Comparisons have been made between the violent rioters setting fire to police precincts and department stores over the last few days to the ‘hoodlums’ of the past. Podhoretz cites in his article the difference is:   “…our insurgents are fully aware there is a phalanx of media and academic apologists at the ready, who will not only excuse their behavior but laud it. This both provides them internal psychological cover for the unleashing of the evils inside them and a vocabulary to explain away the evils they release.”

“Making excuses for rampant violence has been a reflexive habit among the cognoscenti in the United States since the 1960s, from the Leonard Bernsteins hosting the Black Panthers at the elegant party ­immortalized by Tom Wolfe in his essay “Radical Chic” to the aftermath of the 1977 New York City blackout, when the looting of entire neighborhoods causing more than $1 billion in damage ($4.5 billion in today’s dollars) was justified in the op-ed columns of The New York Times as a consequence of (wait for it) a cutback in city-provided teenage summer employment.

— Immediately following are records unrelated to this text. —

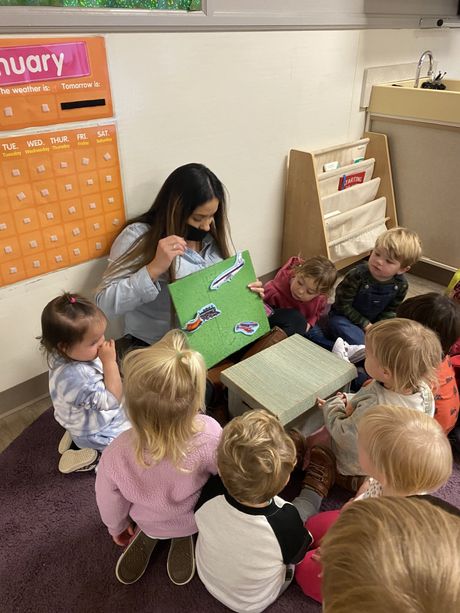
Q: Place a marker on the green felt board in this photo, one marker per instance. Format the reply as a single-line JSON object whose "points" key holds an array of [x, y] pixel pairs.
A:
{"points": [[215, 339]]}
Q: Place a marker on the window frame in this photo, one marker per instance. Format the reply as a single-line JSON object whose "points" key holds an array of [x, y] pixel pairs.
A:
{"points": [[229, 15]]}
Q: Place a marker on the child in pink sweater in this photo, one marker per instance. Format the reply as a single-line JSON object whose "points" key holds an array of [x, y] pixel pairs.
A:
{"points": [[151, 476], [304, 286]]}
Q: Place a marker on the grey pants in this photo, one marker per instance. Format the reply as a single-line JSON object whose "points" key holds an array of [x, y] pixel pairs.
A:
{"points": [[307, 503]]}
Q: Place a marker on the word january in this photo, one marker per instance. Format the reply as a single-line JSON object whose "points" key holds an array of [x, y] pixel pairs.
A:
{"points": [[31, 63]]}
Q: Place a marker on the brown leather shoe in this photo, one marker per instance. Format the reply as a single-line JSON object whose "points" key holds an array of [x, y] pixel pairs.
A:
{"points": [[300, 446], [320, 473], [271, 338]]}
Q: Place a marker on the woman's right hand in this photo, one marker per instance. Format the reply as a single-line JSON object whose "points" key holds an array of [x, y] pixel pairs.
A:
{"points": [[167, 249]]}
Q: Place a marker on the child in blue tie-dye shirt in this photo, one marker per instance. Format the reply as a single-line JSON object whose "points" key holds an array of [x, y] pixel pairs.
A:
{"points": [[84, 380]]}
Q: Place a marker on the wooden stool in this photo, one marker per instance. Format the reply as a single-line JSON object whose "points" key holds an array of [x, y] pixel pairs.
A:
{"points": [[286, 379]]}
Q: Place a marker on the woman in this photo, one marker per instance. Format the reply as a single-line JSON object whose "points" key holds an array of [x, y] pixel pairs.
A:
{"points": [[185, 230]]}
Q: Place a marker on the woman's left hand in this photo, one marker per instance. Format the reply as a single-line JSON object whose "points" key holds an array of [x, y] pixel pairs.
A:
{"points": [[257, 287]]}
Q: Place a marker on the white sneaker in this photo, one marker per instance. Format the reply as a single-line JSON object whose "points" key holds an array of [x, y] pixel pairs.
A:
{"points": [[349, 353]]}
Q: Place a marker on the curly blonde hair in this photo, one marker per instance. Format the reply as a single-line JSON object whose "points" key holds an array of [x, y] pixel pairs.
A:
{"points": [[403, 245], [319, 269], [392, 554], [408, 350], [408, 448], [255, 457], [164, 387]]}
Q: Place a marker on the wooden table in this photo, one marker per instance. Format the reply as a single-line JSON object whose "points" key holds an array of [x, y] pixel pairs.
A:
{"points": [[286, 379]]}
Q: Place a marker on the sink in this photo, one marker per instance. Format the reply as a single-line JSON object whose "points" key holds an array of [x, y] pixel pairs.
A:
{"points": [[402, 100]]}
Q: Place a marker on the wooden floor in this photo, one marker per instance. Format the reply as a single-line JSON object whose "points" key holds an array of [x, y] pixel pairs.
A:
{"points": [[12, 424]]}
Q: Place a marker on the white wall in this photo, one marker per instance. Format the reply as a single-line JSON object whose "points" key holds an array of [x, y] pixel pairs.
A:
{"points": [[236, 101]]}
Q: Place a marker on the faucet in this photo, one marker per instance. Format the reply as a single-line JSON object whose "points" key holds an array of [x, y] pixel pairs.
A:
{"points": [[419, 66]]}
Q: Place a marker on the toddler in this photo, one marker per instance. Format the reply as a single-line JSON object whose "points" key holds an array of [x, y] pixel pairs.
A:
{"points": [[151, 476], [84, 380], [442, 315], [303, 286], [403, 452], [402, 357], [393, 554], [372, 290], [248, 537]]}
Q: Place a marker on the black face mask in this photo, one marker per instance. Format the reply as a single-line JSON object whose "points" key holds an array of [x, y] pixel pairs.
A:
{"points": [[194, 234]]}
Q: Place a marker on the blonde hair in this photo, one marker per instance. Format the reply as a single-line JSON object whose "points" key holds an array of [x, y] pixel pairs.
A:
{"points": [[321, 270], [164, 386], [408, 350], [392, 554], [255, 457], [408, 448], [403, 245]]}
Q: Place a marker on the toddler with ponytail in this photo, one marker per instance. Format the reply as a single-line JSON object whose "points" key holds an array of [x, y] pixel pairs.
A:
{"points": [[149, 479]]}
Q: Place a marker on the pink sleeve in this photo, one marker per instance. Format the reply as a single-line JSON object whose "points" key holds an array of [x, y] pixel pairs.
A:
{"points": [[272, 294], [213, 432], [113, 507]]}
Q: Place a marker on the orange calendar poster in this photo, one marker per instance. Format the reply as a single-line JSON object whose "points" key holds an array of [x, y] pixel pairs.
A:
{"points": [[61, 200], [45, 81]]}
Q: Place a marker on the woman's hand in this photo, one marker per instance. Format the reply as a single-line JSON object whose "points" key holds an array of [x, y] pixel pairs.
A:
{"points": [[125, 537], [167, 249], [257, 287]]}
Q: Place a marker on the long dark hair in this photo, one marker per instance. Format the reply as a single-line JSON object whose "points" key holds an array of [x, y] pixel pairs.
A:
{"points": [[437, 312], [186, 188]]}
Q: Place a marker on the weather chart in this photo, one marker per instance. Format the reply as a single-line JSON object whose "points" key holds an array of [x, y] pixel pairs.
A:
{"points": [[61, 196]]}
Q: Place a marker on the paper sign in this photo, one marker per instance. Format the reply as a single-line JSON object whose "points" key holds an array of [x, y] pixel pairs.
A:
{"points": [[61, 199], [45, 81]]}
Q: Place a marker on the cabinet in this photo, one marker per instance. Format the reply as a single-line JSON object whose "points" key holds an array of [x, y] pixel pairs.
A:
{"points": [[338, 213]]}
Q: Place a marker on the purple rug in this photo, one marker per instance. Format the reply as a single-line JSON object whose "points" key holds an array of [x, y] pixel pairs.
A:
{"points": [[57, 556]]}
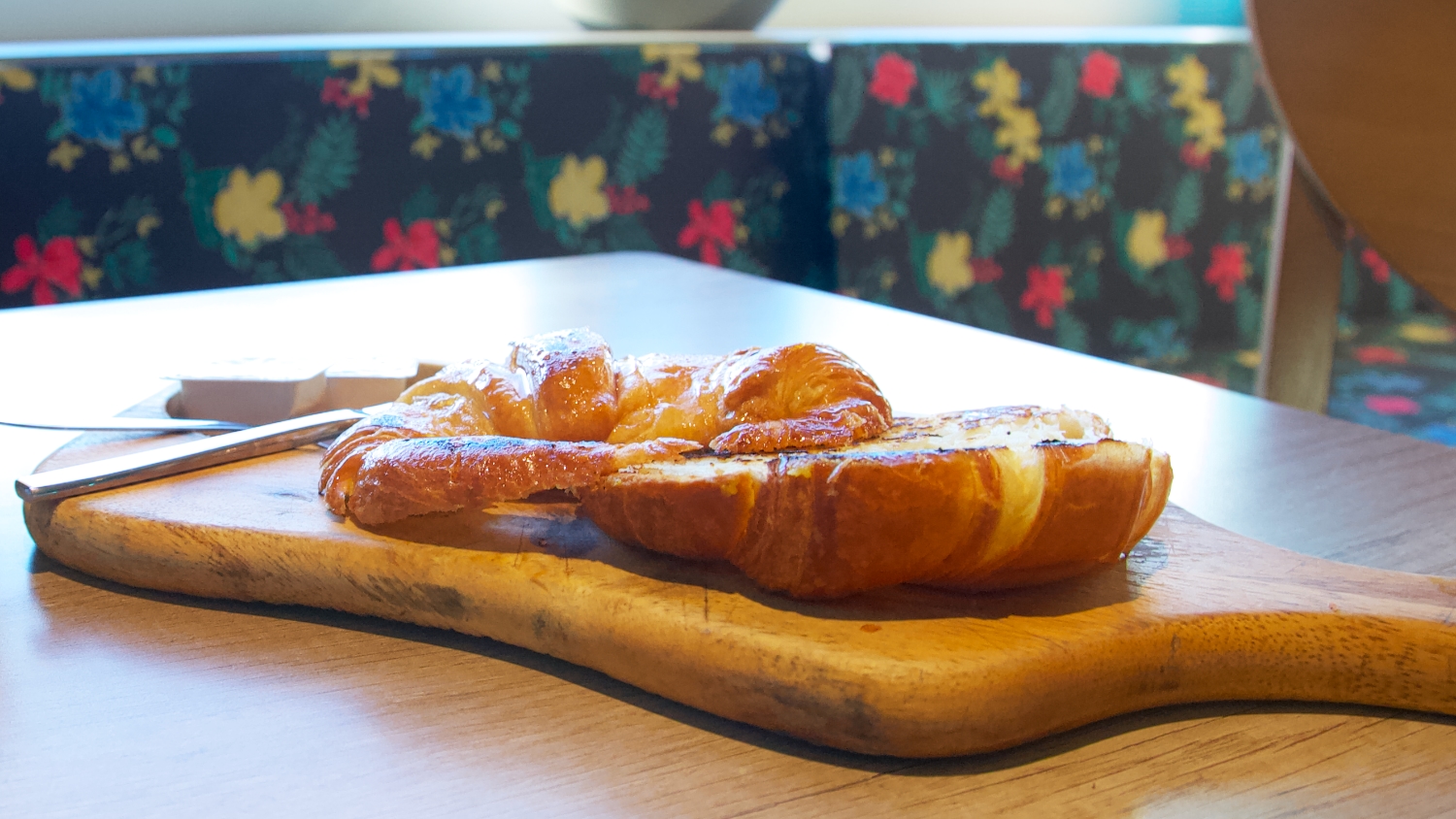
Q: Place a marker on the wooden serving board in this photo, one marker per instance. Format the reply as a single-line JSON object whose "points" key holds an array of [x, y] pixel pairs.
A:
{"points": [[1196, 612]]}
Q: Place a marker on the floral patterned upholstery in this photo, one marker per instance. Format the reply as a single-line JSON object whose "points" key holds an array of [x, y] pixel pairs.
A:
{"points": [[1109, 198]]}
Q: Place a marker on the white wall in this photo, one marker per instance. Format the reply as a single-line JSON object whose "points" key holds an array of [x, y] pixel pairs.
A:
{"points": [[81, 19]]}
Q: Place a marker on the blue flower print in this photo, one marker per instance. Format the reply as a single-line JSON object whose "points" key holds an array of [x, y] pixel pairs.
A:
{"points": [[745, 98], [1439, 432], [1071, 174], [451, 107], [1374, 381], [1248, 159], [856, 188], [96, 111]]}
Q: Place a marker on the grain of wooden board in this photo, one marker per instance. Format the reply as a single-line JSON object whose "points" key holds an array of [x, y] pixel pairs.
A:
{"points": [[1197, 612]]}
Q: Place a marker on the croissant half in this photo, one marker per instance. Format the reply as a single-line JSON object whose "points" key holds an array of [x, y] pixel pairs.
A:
{"points": [[570, 411], [969, 501], [783, 461]]}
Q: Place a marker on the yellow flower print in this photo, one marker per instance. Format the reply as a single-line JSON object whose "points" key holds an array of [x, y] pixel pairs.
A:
{"points": [[1144, 241], [576, 192], [375, 69], [17, 78], [1191, 81], [724, 133], [247, 207], [1002, 86], [948, 267], [1205, 124], [1019, 131], [1423, 334], [64, 154], [681, 61]]}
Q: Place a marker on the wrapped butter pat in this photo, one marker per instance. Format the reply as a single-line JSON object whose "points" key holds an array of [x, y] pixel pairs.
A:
{"points": [[252, 390], [363, 383]]}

Ideological partisans of all stripes face this temptation every day — the temptation to believe that those who seem to be making the same argument you make but then add violence to the mix only do so out of an excess of zeal. In other words, the violent people may be wrong in their tactics, but their passionate loathing of injustice simply got the best of their good intentions.

Perhaps they feel it necessary to do so because they don’t want the bad behavior to discredit their beliefs, or because they can’t bear to examine their ­beliefs in light of the violence and wonder if they are a part of what made the violence happen.

Or they double down and come to think that the violence is a mark of virtue — that the ­violent are even more committed than the cowardly couch potatoes who sit on the sidelines bemoaning injustice but refuse to put it all on the line. That was also the story with the cop-killing and bank-robbing terrorism by the Weathermen and others that erupted from the anti-Vietnam-War student protests.

The perpetrators were romanticized rather than vilified. That was half a century ago. And the spiritual virus that provided such rancid moral “immunity” has surged anew with a recurrence of the evil.”

Wish I could have put it like that. Thank you John.